Inspire | Human Stories

Merawat Diri di Tengah Notifikasi: Bagaimana Gen-Z Menemukan Tenang di Dunia Serba Cepat?

Rabu, 25 Jun 2025 19:22 WIB
Merawat Diri di Tengah Notifikasi: Bagaimana Gen-Z Menemukan Tenang di Dunia Serba Cepat?
Ilustrasi gen-z bekerja. Foto: Unsplash
Jakarta -

"Istirahat sebentar, yuk."

Notifikasi ini selalu muncul setiap hari di ponsel saya. Muncul di antara tumpukan notifikasi Slack, WhatsApp grup kantor, dan reminder e-meeting jam 3. Fitur pintar yang selalu rajin mengingatkan saya ini justru membuat saya sadar, bahwa rehat itu belum terjadi, bahkan saat sedang tidak melakukan apapun. Tubuh duduk diam, tapi pikiran di kepala terus berputar.

Generasi Paling Terhubung, Tapi Paling Lelah

Gen-Z tumbuh di tengah era percepatan: informasi berputar cepat, tren berubah tiap minggu, dan eksistensi pribadi (sering kali) dinilai dari seberapa aktif kita tampil di ruang digital. Kita bisa menyapa teman lewat story, bekerja dari kafe mana saja, hingga mendapat peluang kerja dari DM Instagram. Semua terasa instan dan terkoneksi-seolah dunia ada dalam genggaman. Tapi di balik konektivitas itu, ada kelelahan yang tak bisa dijelaskan dengan mudah.

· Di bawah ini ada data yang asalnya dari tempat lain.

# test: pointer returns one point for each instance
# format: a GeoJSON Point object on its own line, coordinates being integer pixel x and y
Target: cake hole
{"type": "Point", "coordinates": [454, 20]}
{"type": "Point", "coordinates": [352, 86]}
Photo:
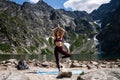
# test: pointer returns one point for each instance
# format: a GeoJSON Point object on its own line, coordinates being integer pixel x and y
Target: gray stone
{"type": "Point", "coordinates": [64, 75]}
{"type": "Point", "coordinates": [102, 74]}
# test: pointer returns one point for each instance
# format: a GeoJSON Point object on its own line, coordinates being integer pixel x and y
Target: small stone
{"type": "Point", "coordinates": [95, 63]}
{"type": "Point", "coordinates": [79, 78]}
{"type": "Point", "coordinates": [45, 64]}
{"type": "Point", "coordinates": [64, 75]}
{"type": "Point", "coordinates": [75, 65]}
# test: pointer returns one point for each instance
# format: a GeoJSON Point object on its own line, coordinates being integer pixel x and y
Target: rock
{"type": "Point", "coordinates": [91, 66]}
{"type": "Point", "coordinates": [12, 76]}
{"type": "Point", "coordinates": [84, 66]}
{"type": "Point", "coordinates": [102, 66]}
{"type": "Point", "coordinates": [94, 63]}
{"type": "Point", "coordinates": [79, 78]}
{"type": "Point", "coordinates": [75, 65]}
{"type": "Point", "coordinates": [64, 75]}
{"type": "Point", "coordinates": [12, 61]}
{"type": "Point", "coordinates": [45, 64]}
{"type": "Point", "coordinates": [102, 74]}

Kita tidak sedang "melakukan kerja berat" dalam arti lama, melainkan menghadapi kerja konstan yang tak terlihat: berpikir terus-menerus, menjawab cepat, dan merasa harus "hadir" sepanjang waktu. Data dari American Psychological Association (2023) menunjukkan bahwa Gen-Z adalah kelompok usia yang melaporkan tingkat stres tertinggi. Penyebabnya? Tekanan sosial digital, multitasking berlebih, dan tuntutan untuk selalu responsif. Banyak dari kita merasa bersalah jika tidak membalas pesan dalam hitungan menit, atau merasa ketinggalan jika tidak update tren TikTok terbaru.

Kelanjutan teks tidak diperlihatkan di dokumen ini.